Acórdão nº 262/15.9T8AMT-D.P1 de Court of Appeal of Porto (Portugal), 07 de Dezembro de 2016

Magistrado ResponsávelARISTIDES RODRIGUES DE ALMEIDA
Data da Resolução07 de Dezembro de 2016
EmissorCourt of Appeal of Porto (Portugal)

Recurso de Apelação Processo n.º 262/15.9T8AMT-D.P1 [Com. Porto Este/Inst. Central/Amarante/Sec. Comércio] Acordam os Juízes da 3.ª Secção do Tribunal da Relação do Porto: I. Relatório: Por apenso ao processo de insolvência da sociedade comercial “B…, Lda.”, pessoa colectiva n.º ………, veio o credor C… requerer a qualificação da insolvência como culposa, indicando que essa qualificação deve afectar os gerentes D… e E….

Nas suas alegações refere que os gerentes da insolvente delinearam um plano com vista a não pagarem qualquer das suas dívidas aos credores, tendo para o efeito apresentado um Processo Especial de Revitalização e procurado convencer os credores a acreditar que a empresa iria cumprir os seus compromissos, o que serviu apenar para iludir e enganar os credores já que os gerentes sabiam que a sociedade era inviável e que deviam requerer a declaração insolvência, mas não o fizeram, tendo instaurado o PER com a intenção de ganhar tempo para suspenderem toda a actividade da empresa e sair do país, razão pela qual após a homologação do plano de revitalização prescindiram de imediato dos seus trabalhadores, deixaram de concretizar novos negócios ou de cumprir os que tinham em curso, descaminharam todos os activos da insolvente, permitiram que outra sociedade “amiga” ocupasse a sede e instalações da insolvente e o gerente D… que seria o responsável pela concretização de novos negócios emigrou para o Brasil, onde havia já constituído uma sociedade.

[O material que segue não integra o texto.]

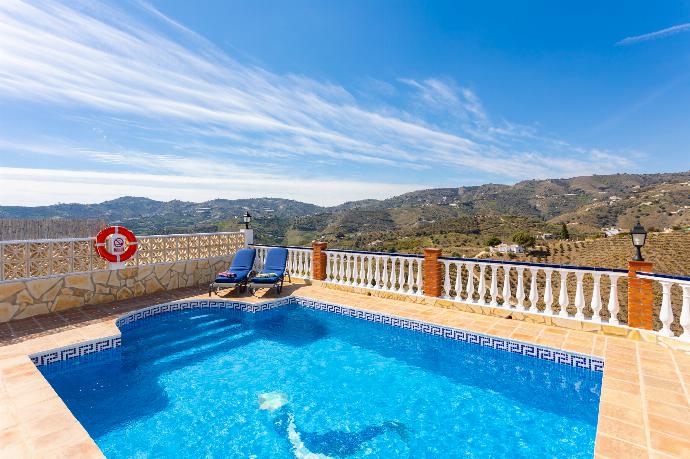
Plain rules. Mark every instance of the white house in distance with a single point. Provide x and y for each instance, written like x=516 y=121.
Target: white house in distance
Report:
x=608 y=232
x=507 y=248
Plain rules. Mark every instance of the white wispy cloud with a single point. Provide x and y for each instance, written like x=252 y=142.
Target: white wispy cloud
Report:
x=655 y=35
x=195 y=111
x=35 y=186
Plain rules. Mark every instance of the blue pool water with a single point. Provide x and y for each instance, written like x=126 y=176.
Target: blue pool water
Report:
x=296 y=382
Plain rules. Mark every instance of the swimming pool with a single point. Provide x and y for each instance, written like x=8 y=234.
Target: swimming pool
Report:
x=297 y=382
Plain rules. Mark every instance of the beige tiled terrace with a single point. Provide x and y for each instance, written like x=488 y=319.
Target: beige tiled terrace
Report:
x=645 y=399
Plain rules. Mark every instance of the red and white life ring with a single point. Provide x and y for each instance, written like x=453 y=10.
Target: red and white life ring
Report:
x=123 y=244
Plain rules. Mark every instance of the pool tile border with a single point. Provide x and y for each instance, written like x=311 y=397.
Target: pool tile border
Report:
x=558 y=356
x=516 y=347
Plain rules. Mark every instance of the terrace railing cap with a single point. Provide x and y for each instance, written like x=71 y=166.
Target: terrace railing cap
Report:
x=645 y=274
x=540 y=265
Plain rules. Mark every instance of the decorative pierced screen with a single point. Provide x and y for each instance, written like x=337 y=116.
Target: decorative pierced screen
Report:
x=25 y=259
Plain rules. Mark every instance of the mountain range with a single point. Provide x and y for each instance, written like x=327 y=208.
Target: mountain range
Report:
x=586 y=204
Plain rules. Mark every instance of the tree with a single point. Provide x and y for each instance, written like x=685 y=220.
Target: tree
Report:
x=492 y=241
x=564 y=231
x=524 y=239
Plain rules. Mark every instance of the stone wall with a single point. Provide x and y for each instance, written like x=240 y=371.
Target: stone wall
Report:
x=30 y=297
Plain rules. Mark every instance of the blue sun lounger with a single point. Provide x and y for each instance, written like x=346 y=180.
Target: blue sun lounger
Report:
x=273 y=271
x=241 y=267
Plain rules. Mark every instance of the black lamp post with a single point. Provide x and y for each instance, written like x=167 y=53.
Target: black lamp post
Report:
x=639 y=235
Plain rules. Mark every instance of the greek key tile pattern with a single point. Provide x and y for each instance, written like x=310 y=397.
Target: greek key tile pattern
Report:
x=75 y=350
x=516 y=347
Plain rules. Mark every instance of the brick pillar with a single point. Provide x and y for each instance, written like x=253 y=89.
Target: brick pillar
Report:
x=432 y=272
x=318 y=265
x=640 y=296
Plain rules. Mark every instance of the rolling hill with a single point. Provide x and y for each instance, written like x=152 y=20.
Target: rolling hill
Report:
x=458 y=219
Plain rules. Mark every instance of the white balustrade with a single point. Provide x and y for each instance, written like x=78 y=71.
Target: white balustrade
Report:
x=481 y=288
x=666 y=311
x=53 y=257
x=520 y=292
x=506 y=293
x=458 y=281
x=404 y=275
x=493 y=290
x=393 y=273
x=533 y=293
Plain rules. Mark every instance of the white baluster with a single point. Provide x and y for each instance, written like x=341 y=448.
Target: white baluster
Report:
x=394 y=279
x=458 y=281
x=363 y=271
x=410 y=276
x=533 y=293
x=595 y=303
x=563 y=298
x=355 y=270
x=384 y=285
x=469 y=288
x=401 y=276
x=666 y=313
x=548 y=292
x=482 y=284
x=446 y=279
x=494 y=285
x=613 y=305
x=329 y=266
x=579 y=295
x=370 y=275
x=520 y=292
x=341 y=268
x=420 y=277
x=506 y=287
x=685 y=313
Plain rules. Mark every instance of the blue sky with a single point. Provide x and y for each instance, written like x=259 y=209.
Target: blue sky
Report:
x=332 y=101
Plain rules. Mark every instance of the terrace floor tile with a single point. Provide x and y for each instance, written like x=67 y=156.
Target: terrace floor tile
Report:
x=644 y=405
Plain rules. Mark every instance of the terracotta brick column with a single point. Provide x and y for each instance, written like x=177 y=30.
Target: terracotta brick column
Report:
x=318 y=265
x=432 y=272
x=640 y=296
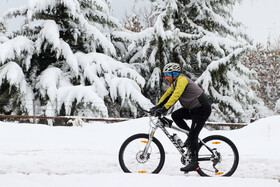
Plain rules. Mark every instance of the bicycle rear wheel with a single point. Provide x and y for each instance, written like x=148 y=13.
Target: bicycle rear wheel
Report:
x=222 y=160
x=132 y=159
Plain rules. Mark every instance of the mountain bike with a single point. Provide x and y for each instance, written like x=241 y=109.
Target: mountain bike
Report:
x=143 y=153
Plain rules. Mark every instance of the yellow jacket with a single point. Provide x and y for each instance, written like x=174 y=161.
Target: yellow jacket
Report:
x=184 y=90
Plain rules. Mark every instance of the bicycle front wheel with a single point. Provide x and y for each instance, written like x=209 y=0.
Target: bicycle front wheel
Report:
x=218 y=157
x=133 y=160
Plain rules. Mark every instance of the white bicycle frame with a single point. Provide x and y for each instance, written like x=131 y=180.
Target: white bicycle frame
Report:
x=155 y=123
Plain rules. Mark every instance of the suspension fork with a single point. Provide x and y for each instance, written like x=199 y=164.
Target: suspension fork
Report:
x=151 y=135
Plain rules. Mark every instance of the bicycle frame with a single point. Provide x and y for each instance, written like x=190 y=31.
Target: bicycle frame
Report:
x=158 y=124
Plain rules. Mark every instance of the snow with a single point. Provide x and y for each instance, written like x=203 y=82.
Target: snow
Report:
x=40 y=155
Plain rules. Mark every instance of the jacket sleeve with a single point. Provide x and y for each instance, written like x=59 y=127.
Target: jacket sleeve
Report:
x=181 y=85
x=166 y=96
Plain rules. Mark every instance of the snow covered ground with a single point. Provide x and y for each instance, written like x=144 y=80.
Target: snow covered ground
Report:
x=40 y=155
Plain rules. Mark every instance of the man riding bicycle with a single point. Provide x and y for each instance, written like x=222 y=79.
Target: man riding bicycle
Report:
x=196 y=106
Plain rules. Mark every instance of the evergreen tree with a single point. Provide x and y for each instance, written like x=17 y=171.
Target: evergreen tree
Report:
x=204 y=38
x=63 y=58
x=266 y=63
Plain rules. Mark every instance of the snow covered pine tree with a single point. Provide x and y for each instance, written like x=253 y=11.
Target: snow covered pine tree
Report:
x=204 y=38
x=64 y=59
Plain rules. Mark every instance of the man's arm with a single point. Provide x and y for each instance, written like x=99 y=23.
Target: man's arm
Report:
x=181 y=85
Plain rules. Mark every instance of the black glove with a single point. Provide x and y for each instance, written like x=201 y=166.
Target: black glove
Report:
x=153 y=109
x=160 y=111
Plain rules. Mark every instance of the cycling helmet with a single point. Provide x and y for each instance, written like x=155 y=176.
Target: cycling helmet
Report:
x=172 y=67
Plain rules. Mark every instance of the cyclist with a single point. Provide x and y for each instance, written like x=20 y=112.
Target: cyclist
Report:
x=196 y=106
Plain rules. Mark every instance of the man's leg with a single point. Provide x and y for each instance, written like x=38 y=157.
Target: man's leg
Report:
x=199 y=117
x=178 y=117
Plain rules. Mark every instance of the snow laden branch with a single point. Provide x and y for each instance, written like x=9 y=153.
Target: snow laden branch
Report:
x=11 y=73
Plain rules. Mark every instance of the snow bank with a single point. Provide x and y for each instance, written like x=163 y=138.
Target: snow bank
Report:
x=40 y=155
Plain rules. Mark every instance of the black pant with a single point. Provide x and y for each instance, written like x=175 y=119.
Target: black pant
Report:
x=198 y=116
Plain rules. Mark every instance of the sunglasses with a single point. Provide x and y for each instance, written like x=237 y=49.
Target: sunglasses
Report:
x=175 y=74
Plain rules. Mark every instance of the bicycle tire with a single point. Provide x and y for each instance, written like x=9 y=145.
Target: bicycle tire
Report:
x=131 y=149
x=228 y=163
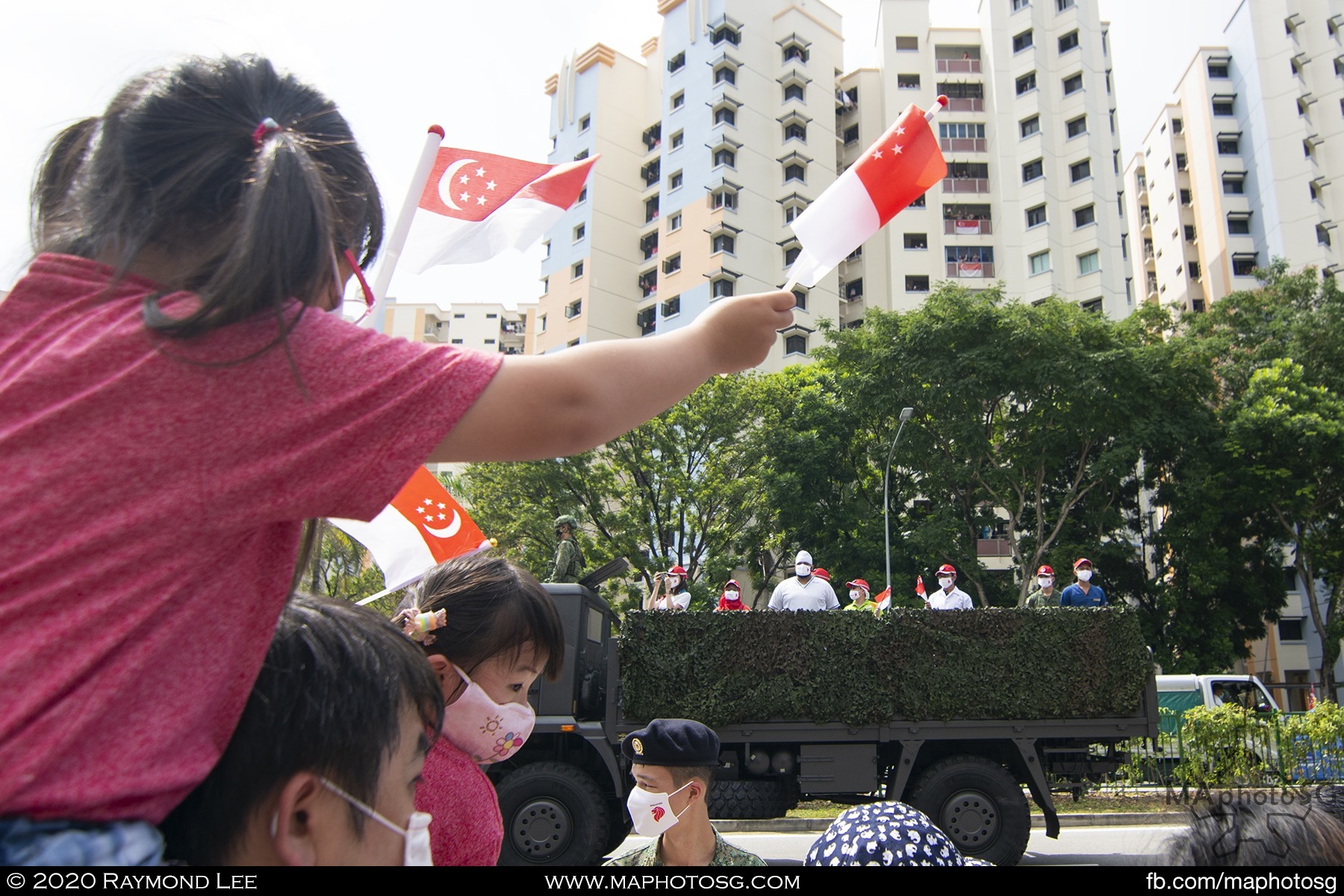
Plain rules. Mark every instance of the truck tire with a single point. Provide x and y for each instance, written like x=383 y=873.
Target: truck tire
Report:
x=979 y=805
x=753 y=798
x=554 y=815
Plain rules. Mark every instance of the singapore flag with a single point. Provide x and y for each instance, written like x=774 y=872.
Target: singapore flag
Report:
x=421 y=528
x=476 y=205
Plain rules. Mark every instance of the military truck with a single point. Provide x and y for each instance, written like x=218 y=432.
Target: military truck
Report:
x=564 y=794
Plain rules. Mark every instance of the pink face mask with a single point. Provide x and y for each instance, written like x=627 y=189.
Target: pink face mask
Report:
x=484 y=729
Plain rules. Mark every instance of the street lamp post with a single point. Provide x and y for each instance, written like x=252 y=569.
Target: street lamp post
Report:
x=886 y=489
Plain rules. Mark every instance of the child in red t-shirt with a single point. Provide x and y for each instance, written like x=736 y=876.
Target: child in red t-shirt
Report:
x=174 y=405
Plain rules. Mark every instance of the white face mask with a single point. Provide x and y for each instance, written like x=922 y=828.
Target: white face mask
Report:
x=652 y=813
x=417 y=850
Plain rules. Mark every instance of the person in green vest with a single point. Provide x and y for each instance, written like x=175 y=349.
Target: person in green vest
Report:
x=569 y=558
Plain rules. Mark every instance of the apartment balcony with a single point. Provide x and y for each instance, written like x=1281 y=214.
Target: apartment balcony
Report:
x=965 y=186
x=968 y=227
x=971 y=269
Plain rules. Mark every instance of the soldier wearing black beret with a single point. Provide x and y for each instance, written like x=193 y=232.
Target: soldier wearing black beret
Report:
x=673 y=763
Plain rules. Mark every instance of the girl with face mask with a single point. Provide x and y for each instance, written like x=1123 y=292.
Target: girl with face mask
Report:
x=490 y=630
x=671 y=591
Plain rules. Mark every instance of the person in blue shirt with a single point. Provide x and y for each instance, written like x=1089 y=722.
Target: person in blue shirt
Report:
x=1082 y=593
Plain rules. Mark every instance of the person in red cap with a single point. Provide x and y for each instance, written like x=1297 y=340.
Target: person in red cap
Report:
x=732 y=598
x=1043 y=595
x=1082 y=593
x=670 y=591
x=949 y=597
x=859 y=597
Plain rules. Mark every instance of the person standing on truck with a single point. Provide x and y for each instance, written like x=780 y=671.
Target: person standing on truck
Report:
x=1082 y=593
x=732 y=598
x=804 y=591
x=670 y=591
x=949 y=597
x=569 y=558
x=1045 y=594
x=673 y=762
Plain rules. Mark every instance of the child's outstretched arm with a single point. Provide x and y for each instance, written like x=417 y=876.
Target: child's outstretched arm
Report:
x=558 y=405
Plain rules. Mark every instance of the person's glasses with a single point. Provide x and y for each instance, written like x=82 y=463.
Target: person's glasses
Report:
x=355 y=308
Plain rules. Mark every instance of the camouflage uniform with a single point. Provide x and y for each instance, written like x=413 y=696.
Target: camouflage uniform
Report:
x=569 y=559
x=725 y=853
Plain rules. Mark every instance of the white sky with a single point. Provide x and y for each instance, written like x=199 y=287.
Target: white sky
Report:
x=476 y=69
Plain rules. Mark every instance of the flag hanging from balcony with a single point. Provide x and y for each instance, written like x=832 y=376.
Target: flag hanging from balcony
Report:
x=421 y=528
x=890 y=175
x=476 y=205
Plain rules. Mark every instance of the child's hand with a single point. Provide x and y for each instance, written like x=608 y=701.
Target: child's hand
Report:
x=738 y=332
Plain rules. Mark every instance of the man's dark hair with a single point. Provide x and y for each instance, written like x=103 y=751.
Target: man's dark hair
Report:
x=329 y=702
x=492 y=608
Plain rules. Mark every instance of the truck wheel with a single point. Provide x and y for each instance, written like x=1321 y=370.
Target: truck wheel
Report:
x=979 y=805
x=753 y=798
x=553 y=815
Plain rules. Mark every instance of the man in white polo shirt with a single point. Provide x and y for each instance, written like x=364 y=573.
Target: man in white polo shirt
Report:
x=804 y=591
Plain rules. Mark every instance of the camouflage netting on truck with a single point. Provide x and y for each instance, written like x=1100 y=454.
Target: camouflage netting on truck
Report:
x=726 y=668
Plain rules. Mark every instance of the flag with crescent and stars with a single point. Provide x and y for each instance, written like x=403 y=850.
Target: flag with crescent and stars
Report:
x=476 y=206
x=890 y=175
x=421 y=528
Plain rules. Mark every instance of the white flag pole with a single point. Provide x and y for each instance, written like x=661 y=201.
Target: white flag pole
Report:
x=396 y=240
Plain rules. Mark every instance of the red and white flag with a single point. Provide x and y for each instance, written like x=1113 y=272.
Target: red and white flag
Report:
x=476 y=205
x=421 y=528
x=893 y=172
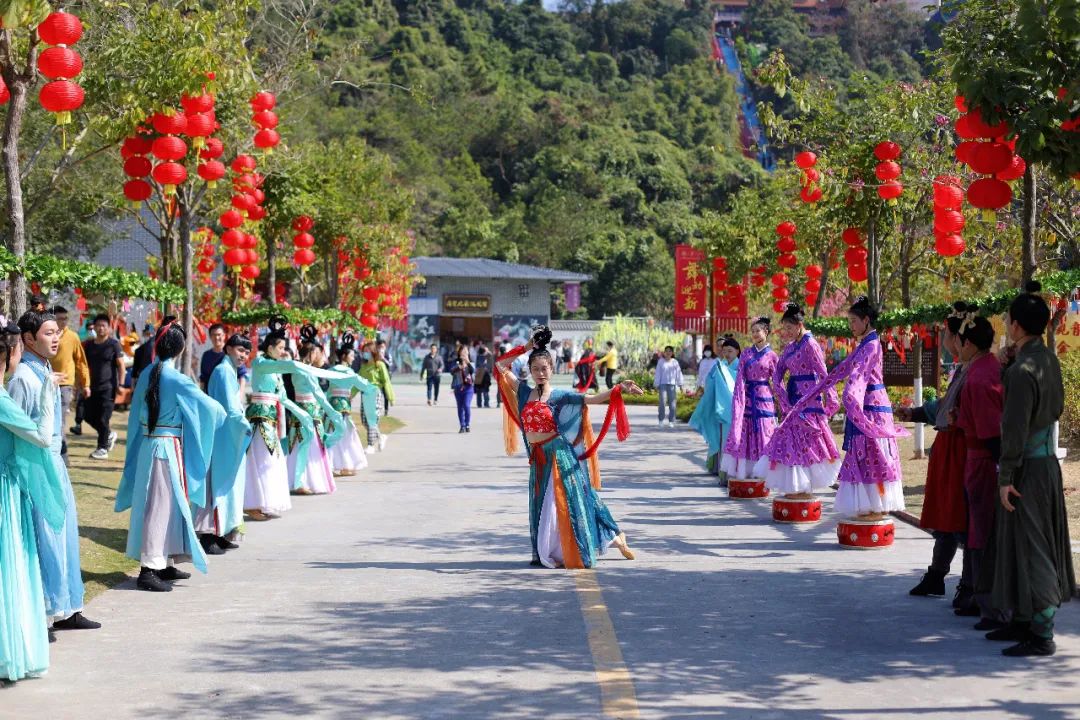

Declarado aberto o incidente da qualificação, a Administradora de Insolvência foi notificada para apresentar parecer fundamentado, o que fez, tendo concluído no sentido de a insolvência ser qualificada como culposa.

Para o efeito, alegou factos que, no seu parecer, constituem indícios de ocultação e dissipação deliberada de património da insolvente de utilização de património da insolvente em proveito próprio de sócios e/ou terceiros, e que não tendo sido observado o dever de apresentação à insolvência pela própria devedora presume-se a culpa grave dos gerentes.

O Ministério público pronunciou-se igualmente no sentido da qualificação da insolvência como culposa, aderindo aos fundamentos de facto alegados pela Administradora de Insolvência, complementando-os com outros e concluindo que a insolvente, por intermédio dos gerentes D… e E… fez desaparecer parte considerável do seu património e dispôs dos seus bens em proveito de terceiros e incumpriu o dever de apresentação à insolvência, o que foi causa directa do agravamento dos prejuízos patrimoniais dos credores.

Os gerentes a afectar pela qualificação da insolvência como culposa deduziram oposição, impugnando os factos alegados pelo credor e constantes dos pareceres da Administradora de Insolvência e do Ministério Público e sustentando que E… era um mero electricista e não participava de facto na gerência da insolvente, não tendo sido praticados quaisquer actos que permitam qualificar a insolvência como culposa.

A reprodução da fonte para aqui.